Mr Gush, 54, to coin that slip of the tongue again, is just that. He spouts vitriolic soundbites every time he is within earshot of anyone who will listen. His election trail has been a knocking campaign from start to finish, quick to pull holes in the current administration and his democratic opponent but short of any alternatives, other than tax cuts the country probably can't afford.
Those same critics which brand Gore a plank, dub Dubya the dimmest lightbulb in the box. On top of that his eyes are as shifty as the past which is catching him up.
A foul-mouthed faux pas at a party conference heard him describe a journalist as an a*****e when he thought the microphone was switched off. And only yesterday he was having to counter dirt from the 1960s after revelations he had been prosecuted for drinking and driving.
The tough-talking Texan's knowledge of world affairs verges on the ridiculous - when asked to name a number of world leaders he couldn't, responding simply by throwing the question back at the inquisitor with a "Can you?"
But in a twist of fate it's home-boy Bush not international statesman Gore that could have a direct effect on life in Britain.

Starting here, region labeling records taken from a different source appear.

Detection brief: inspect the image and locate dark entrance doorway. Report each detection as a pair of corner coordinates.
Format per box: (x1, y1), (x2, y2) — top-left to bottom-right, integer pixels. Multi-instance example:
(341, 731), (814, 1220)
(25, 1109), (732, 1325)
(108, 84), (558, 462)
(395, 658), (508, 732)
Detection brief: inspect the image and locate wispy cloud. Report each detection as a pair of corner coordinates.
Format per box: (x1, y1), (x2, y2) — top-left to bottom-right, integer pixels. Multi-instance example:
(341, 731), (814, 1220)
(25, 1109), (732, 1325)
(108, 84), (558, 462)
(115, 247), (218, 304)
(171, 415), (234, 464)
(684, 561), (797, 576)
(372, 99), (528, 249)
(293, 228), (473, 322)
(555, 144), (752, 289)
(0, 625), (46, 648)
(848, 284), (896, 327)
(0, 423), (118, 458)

Bush has pledged to withdraw American troops from theatres of unrest around the world. His presidency could see an end to the US playing world policeman, no doubt to fund the tax cuts at home. But to do this and protect American soil he will have to press ahead with Star Wars II, a strategic defence initiative (SDI) which would protect the States from attack by ballistic missiles. For this nuclear shield to work, Menwith Hill listening base near Harrogate and Fylingdales early warning station on the North York Moors would have to come into play, making the region a prime target for enemy missiles should conflict arise.
Tennessee-born Gore on the other hand, while fanatical about world affairs, is much more lukewarm about SDI.
The world hangs in the balance then and will be decided by an electoral system as unfathomable as the American psyche.
Convoluted in the extreme, the system involves the enfranchised (the public) voting for electoral college representatives in each state who in turn vote for their presidential candidate. Each state is awarded electoral votes in proportion to its population. So California gets 54 votes because a lot of people live there and Alaska gets just three because not many do.
In each state the candidate who gets the most votes takes all the electoral college votes. Country-wide, there 538 college votes to be had so the candidate who gets to 270 becomes president. Theoretically it is possible to poll fewer votes than your opponent but still become president. Bush and Gore have been concentrating on the states with the most electoral college votes - California (54), New York (33) and Florida (25).
If people vote with their heads and their wallets they should plump for Gore, a man who pledges to continue the prosperity of the past eight years, to keep the world status quo, protect the environment and spend more on the poor, particularly pensioners.
But it's a society ruled by the heart, a movie-set culture where emotion rules intellect. Voters don't care about policies that will make them rich as many are comparatively rich already. Those who aren't don't care about either administration, with a huge swathe of the poorer population not even registered to vote.
So Bush this weekend inches ahead in the polls, despite policies which would plunder the Alaskan wildlife refuge for oil, cut taxes for the rich and leave the world to fend for itself.